“No, thank you,” Elfride replied in a tone intended for courteous indifference; but, as a fact, very cavalier indeed.
“Checkmate,” said her opponent without the least emotion.
Oh, the difference between Elfride’s condition of mind now, and when she purposely made blunders that Stephen Smith might win!
It was bedtime. Her mind as distracted as if it would throb itself out of her head, she went off to her chamber, full of mortification at being beaten time after time when she herself was the aggressor. Having for two or three years enjoyed the reputation throughout the globe of her father’s brain—which almost constituted her entire world—of being an excellent player, this fiasco was intolerable; for unfortunately the person most dogged in the belief in a false reputation is always that one, the possessor, who has the best means of knowing that it is not true.
In bed no sleep came to soothe her; that gentle thing being the very middle-of-summer friend in this respect of flying away at the merest troublous cloud. After lying awake till two o’clock an idea seemed to strike her. She softly arose, got a light, and fetched a Chess Praxis from the library. Returning and sitting up in bed, she diligently studied the volume till the clock struck five, and her eyelids felt thick and heavy. She then extinguished the light and lay down again.
“You look pale, Elfride,” said Mrs. Swancourt the next morning at breakfast. “Isn’t she, cousin Harry?”

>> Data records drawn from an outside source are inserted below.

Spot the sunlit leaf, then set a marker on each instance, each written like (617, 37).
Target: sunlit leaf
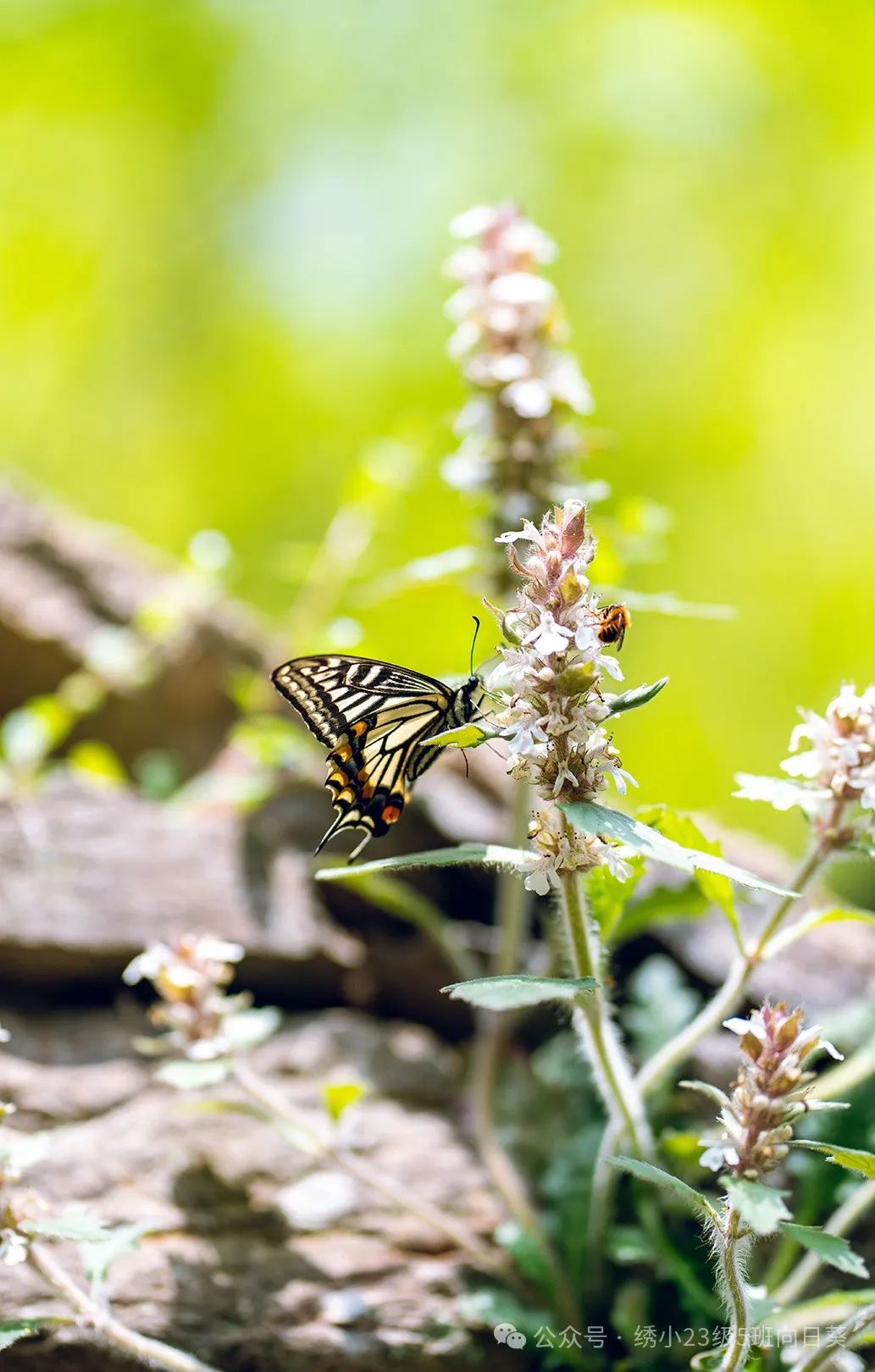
(81, 1227)
(465, 736)
(608, 895)
(813, 921)
(465, 855)
(635, 697)
(513, 993)
(611, 823)
(339, 1095)
(779, 792)
(760, 1206)
(830, 1248)
(192, 1076)
(14, 1330)
(856, 1159)
(657, 1177)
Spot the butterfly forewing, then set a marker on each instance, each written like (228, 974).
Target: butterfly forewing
(372, 716)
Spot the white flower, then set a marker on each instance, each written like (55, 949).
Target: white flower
(547, 637)
(13, 1248)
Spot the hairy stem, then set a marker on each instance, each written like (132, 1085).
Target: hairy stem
(591, 1018)
(728, 996)
(730, 1256)
(839, 1338)
(151, 1352)
(841, 1221)
(274, 1104)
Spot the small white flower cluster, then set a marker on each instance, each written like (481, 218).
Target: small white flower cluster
(833, 772)
(770, 1093)
(191, 977)
(841, 758)
(554, 716)
(516, 436)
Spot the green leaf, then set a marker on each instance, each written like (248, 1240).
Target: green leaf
(855, 1159)
(482, 855)
(339, 1095)
(662, 602)
(831, 1248)
(715, 887)
(465, 736)
(706, 1090)
(14, 1330)
(760, 1206)
(657, 1177)
(658, 906)
(812, 921)
(513, 993)
(99, 1254)
(611, 823)
(192, 1076)
(608, 896)
(82, 1227)
(248, 1028)
(635, 697)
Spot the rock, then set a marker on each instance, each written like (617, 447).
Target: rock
(75, 593)
(235, 1270)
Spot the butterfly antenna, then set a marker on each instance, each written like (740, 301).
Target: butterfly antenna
(473, 642)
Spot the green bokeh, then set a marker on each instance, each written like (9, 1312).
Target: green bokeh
(221, 232)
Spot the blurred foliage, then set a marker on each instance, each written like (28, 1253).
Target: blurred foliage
(221, 228)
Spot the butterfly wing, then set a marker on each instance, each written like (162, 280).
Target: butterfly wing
(372, 718)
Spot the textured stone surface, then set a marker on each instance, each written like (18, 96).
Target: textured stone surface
(241, 1272)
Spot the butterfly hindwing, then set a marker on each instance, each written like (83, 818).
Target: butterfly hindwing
(372, 716)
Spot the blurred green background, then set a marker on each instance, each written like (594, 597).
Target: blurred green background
(221, 234)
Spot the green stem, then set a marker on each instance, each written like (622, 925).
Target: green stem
(151, 1352)
(728, 996)
(839, 1338)
(611, 1066)
(730, 1257)
(841, 1221)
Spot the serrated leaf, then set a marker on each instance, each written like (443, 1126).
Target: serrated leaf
(514, 993)
(781, 794)
(855, 1159)
(465, 736)
(812, 921)
(760, 1206)
(611, 823)
(830, 1248)
(339, 1095)
(99, 1254)
(657, 1177)
(11, 1331)
(608, 896)
(635, 697)
(680, 829)
(706, 1088)
(192, 1076)
(81, 1227)
(464, 855)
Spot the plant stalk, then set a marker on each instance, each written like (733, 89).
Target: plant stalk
(731, 1272)
(151, 1352)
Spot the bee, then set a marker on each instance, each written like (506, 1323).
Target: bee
(613, 622)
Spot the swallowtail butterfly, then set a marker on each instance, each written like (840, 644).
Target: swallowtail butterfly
(374, 719)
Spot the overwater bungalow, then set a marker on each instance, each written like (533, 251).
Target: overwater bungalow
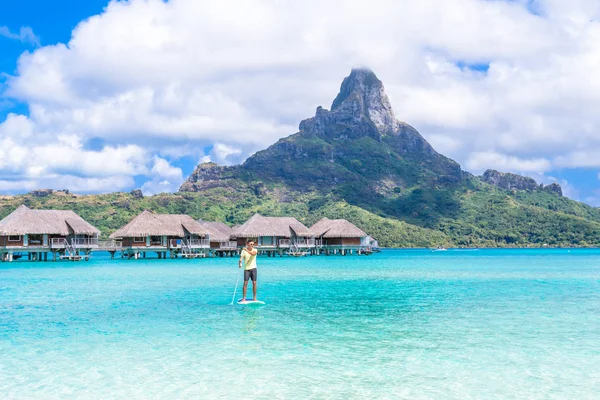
(276, 235)
(36, 233)
(173, 234)
(220, 238)
(339, 236)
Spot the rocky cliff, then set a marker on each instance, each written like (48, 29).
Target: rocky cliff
(358, 143)
(509, 181)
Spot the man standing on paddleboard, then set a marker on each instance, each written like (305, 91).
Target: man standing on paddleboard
(248, 261)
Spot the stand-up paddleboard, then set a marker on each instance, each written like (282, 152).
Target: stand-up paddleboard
(250, 302)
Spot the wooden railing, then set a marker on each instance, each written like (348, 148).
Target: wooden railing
(110, 245)
(198, 243)
(229, 245)
(84, 242)
(58, 243)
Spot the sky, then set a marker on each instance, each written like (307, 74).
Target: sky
(99, 96)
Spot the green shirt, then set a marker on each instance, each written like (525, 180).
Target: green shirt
(249, 260)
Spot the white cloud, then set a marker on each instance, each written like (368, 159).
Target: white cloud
(25, 35)
(165, 178)
(481, 161)
(237, 76)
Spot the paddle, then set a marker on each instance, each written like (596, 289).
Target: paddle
(236, 283)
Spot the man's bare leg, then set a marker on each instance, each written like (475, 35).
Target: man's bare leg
(244, 289)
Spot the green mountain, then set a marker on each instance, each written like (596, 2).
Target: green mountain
(357, 161)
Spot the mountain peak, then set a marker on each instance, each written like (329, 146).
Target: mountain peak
(363, 93)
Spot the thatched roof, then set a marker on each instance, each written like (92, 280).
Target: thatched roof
(336, 228)
(25, 221)
(271, 226)
(218, 231)
(150, 224)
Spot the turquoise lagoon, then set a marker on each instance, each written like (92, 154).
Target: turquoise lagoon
(487, 324)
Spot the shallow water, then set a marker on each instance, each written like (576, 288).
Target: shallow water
(487, 324)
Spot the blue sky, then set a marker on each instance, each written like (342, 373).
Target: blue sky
(99, 97)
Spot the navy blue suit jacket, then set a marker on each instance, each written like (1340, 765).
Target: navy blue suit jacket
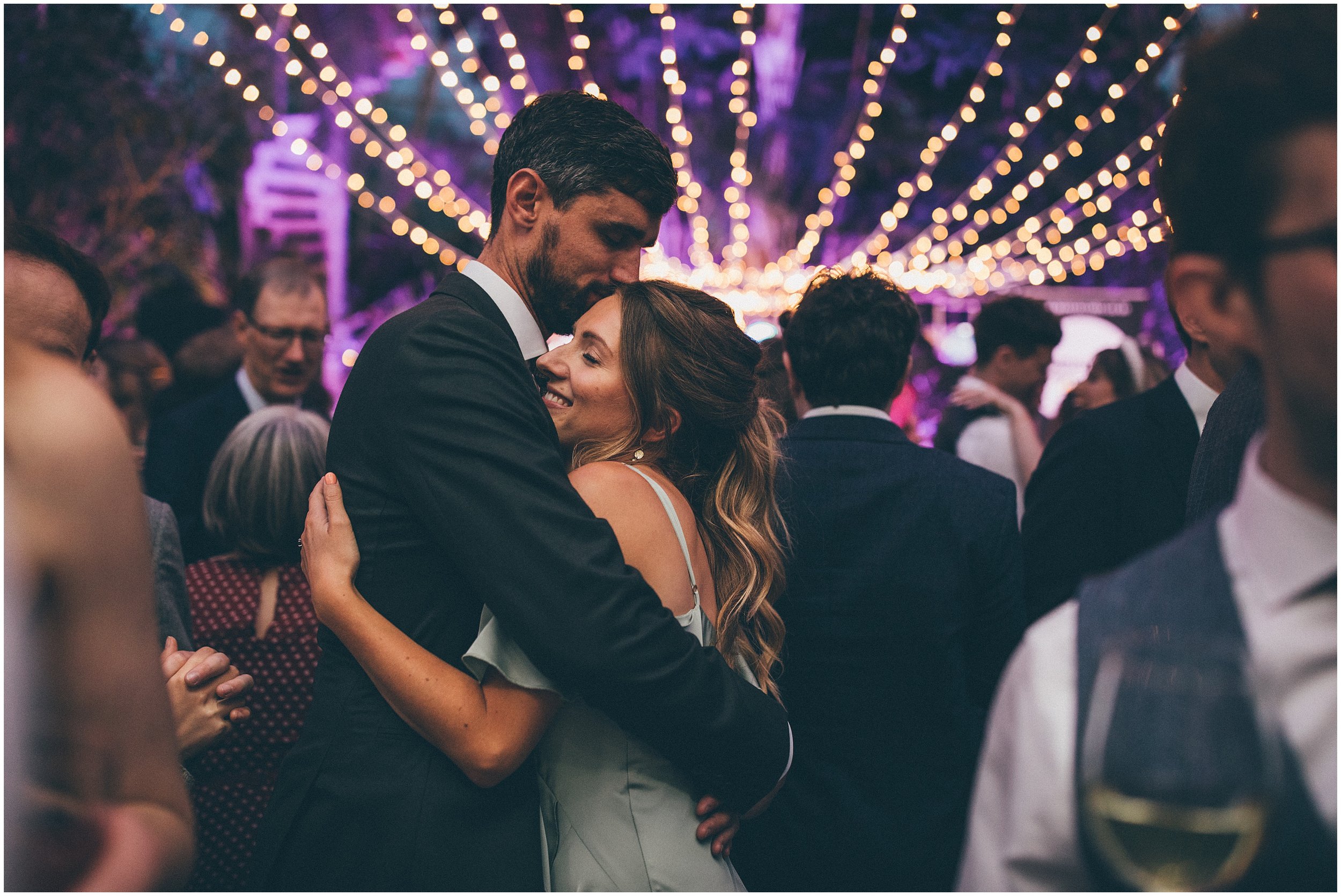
(903, 605)
(1111, 485)
(181, 447)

A young girl who is scarcely ill at all can hardly help becoming so when regarded as such by all eyes turning upon her at the table in obedience to some remark. Everybody looked at Elfride. She certainly was pale.
“Am I pale?” she said with a faint smile. “I did not sleep much. I could not get rid of armies of bishops and knights, try how I would.”
“Chess is a bad thing just before bedtime; especially for excitable people like yourself, dear. Don’t ever play late again.”
“I’ll play early instead. Cousin Knight,” she said in imitation of Mrs. Swancourt, “will you oblige me in something?”